Scenes of a dramatic nature with a compelling first person account set in the 1960s, The Baby Box by Jane Hayward, makes a unique memoir, countering the misery tradition of its genre by revealing her honest experience of being a pregnant teenager.

Her mother, horrified of the shame her daughter brought to the family, banished the young Jane to a mother-and-baby home, where adoption was the normal conclusion.

As well as her struggle to find any loving support, Jane’s book describes the outlook of the 1960s towards teenage sex, the unbearable tension, even violence, between her and her mother, countered by the happy atmosphere of the home, with entertaining tales of the other girls living there.

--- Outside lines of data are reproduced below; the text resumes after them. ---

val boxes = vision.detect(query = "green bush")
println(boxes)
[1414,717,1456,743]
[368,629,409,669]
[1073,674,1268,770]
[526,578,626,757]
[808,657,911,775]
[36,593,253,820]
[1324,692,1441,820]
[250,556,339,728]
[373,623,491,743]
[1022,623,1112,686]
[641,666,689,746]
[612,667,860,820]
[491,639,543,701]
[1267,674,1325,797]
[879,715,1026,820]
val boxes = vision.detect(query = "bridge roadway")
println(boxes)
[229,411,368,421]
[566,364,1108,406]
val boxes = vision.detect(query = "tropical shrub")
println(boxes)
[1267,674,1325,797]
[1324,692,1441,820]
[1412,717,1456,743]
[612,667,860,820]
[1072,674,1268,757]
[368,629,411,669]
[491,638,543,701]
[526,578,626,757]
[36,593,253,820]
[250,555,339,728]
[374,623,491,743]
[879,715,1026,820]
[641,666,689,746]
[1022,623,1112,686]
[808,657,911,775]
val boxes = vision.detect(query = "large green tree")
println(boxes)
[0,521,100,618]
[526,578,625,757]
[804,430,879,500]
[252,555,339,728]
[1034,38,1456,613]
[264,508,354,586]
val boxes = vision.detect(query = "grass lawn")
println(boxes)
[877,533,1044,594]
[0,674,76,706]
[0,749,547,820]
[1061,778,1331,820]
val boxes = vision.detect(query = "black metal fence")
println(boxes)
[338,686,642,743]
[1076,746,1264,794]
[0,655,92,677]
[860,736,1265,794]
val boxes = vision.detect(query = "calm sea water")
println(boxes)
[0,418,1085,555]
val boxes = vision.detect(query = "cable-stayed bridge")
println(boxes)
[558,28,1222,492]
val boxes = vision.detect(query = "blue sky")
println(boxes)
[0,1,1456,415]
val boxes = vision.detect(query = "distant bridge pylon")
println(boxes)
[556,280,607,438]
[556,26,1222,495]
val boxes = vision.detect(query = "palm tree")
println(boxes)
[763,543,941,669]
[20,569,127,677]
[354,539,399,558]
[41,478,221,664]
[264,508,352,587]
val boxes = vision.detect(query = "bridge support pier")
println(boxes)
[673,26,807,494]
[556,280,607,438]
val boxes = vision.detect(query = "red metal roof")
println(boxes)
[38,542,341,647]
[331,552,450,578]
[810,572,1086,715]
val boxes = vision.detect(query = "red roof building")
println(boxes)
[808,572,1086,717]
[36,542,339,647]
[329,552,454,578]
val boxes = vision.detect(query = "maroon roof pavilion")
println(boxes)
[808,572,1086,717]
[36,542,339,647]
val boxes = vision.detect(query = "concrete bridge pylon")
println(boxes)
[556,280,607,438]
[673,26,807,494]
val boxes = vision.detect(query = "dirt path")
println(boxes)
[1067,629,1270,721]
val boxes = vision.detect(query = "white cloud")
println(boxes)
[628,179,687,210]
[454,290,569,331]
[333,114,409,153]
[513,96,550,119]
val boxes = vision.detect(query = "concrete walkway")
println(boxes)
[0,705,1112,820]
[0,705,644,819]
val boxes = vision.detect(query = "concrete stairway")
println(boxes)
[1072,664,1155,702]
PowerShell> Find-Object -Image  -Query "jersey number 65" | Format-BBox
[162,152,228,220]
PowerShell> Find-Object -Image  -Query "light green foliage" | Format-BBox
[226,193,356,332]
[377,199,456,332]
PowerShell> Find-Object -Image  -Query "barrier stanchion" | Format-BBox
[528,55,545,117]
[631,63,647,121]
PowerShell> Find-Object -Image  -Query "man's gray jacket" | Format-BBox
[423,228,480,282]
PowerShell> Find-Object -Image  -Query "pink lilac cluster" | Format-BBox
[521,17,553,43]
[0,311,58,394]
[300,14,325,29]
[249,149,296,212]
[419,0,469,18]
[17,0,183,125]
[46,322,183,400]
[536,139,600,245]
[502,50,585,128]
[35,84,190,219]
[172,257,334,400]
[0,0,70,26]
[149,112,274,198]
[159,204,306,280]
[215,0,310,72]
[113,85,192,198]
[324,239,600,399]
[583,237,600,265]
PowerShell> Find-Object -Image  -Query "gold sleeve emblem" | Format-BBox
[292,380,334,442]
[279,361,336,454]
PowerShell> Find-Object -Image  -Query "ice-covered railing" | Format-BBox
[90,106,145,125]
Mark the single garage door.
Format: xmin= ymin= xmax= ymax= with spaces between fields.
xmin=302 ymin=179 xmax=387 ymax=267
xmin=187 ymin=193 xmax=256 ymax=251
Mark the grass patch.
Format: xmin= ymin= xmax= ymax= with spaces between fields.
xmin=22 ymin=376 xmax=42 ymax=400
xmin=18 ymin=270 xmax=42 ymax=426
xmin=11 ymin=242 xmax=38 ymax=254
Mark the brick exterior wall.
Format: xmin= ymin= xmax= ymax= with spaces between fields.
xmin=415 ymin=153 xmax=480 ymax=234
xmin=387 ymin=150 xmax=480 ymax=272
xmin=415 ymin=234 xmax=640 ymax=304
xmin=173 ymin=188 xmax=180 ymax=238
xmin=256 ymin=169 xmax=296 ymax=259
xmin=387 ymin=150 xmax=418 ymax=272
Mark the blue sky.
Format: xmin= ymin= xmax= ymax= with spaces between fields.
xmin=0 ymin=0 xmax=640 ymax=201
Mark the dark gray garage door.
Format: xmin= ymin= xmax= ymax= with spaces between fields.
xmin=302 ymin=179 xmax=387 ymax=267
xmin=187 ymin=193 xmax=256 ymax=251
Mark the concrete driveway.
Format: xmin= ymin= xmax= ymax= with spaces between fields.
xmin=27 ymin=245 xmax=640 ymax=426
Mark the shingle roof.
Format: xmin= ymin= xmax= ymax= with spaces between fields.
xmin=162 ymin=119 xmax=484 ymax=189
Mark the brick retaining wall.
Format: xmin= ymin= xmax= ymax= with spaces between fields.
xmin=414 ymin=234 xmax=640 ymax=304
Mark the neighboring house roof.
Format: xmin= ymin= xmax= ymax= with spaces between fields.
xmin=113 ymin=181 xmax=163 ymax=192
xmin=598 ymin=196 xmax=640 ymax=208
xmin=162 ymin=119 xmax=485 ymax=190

Although it describes some distressing, disturbing events, the upbeat narrative is one to which readers, who experienced the period, can relate. It will also fascinate younger women who grew up in a more liberal atmosphere. The legacy of those two years is still so strong, it is only after half a century that Jane is ready to speak out for herself, for other unwed mothers and for the adults who were, as babies, given away in adoption, and who still wonder if their birth mothers loved them.

Jane told us: “It has taken me over 50 years to talk openly about this time in my life as the shame was so firmly ground into me,” Jane says. “I couldn’t tell my story while my parents were alive.”

Those who enjoy memoirs reminiscent of an era, as well as readers who are looking for a true story with depth, will be engrossed in this tale of a repressive society, buried shame and ultimate forgiveness.

Jane Hayward writes long and short fiction. Her first novel, a romance, was published by Robert Hale. Jane developed her writing through the Arvon Foundation courses and then took an MA in Creative Writing
at the University of Chichester. Her dark tale The Way to a Man’s Heart won the Lightship
prize, published in their Anthology 1 by Alma Press.

Her stories have been short-listed by Comma Press and The Liar’s League and published by independent publishers. An excerpt from an early draft of this memoir was short-listed for the Fish Short Memoir Prize.